サンゴ移植めぐる国の指示 沖縄県が高裁に取り消し求める訴え

アメリカ軍普天間基地の移設工事で、軟弱地盤が見つかった海域にあるサンゴの移植をめぐり、農林水産大臣が沖縄県に出した指示は違法な国の関与だとして、県は17日、高等裁判所に取り消しを求める訴えを起こしました。

アメリカ軍普天間基地の名護市辺野古への移設工事をめぐって、沖縄防衛局は埋め立て予定海域のうち軟弱地盤が見つかった大浦湾側に生息するサンゴおよそ8万4000群体の移植作業を行う許可を県に申請しました。

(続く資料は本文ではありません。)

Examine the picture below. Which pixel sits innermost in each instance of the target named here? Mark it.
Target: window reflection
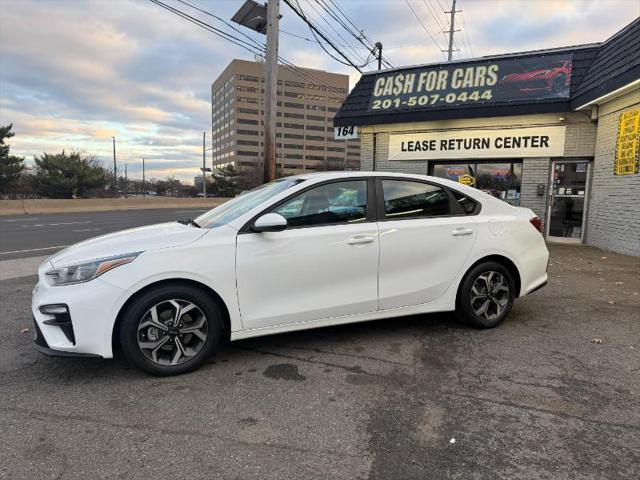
(500, 179)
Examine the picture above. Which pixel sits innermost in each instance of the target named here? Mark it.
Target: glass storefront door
(568, 200)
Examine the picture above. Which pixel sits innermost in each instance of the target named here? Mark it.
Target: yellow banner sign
(628, 143)
(465, 179)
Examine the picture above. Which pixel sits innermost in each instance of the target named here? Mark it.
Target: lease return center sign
(504, 143)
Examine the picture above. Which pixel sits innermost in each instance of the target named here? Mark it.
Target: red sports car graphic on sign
(555, 78)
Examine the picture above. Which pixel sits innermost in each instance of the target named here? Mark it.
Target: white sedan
(301, 252)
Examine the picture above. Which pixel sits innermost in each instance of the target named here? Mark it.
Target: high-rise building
(307, 103)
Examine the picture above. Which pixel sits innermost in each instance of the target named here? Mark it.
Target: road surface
(24, 236)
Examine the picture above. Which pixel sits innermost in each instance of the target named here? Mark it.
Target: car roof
(465, 189)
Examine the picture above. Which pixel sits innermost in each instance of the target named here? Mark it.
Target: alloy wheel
(172, 331)
(489, 295)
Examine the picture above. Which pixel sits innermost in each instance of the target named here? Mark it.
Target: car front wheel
(170, 329)
(486, 295)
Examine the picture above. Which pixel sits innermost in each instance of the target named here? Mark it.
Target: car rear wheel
(171, 329)
(486, 295)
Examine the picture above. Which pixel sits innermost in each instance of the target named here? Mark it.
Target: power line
(423, 26)
(434, 15)
(465, 33)
(346, 44)
(307, 39)
(228, 24)
(315, 30)
(235, 40)
(220, 33)
(359, 34)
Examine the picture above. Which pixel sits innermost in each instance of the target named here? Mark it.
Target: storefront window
(500, 179)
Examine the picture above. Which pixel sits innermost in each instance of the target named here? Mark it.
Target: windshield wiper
(189, 221)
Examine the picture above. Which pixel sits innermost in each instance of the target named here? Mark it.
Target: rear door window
(408, 199)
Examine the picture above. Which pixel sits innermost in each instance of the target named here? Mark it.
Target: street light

一方、県は「法的地位を取得しておらず、工事を実施することが不可能な状況での申請は必要性が認められない」などとして申請を認めませんでした。

これに対し、水産資源の保護を所管する農林水産大臣は県に申請を許可するよう「是正の指示」を出したことから、県は指示が違法な国の関与だとして国と地方の争いを調停する「国地方係争処理委員会」に指示の取り消しを申し出ましたが、委員会は先月、県の訴えを採用しないことを決めました。

この決定を不服として、県は17日、農林水産大臣に対して指示の取り消しを求める訴えを福岡高等裁判所那覇支部に起こしました。

玉城知事は「国地方係争処理委員会の判断は必要性を具体的に考慮することなく農林水産大臣の裁決を追認するなど極めて問題があり、到底容認できない」とするコメントを発表しました。

移設計画をめぐって国と県が起こした裁判はこれで13件目で、係争中の裁判は4件となります。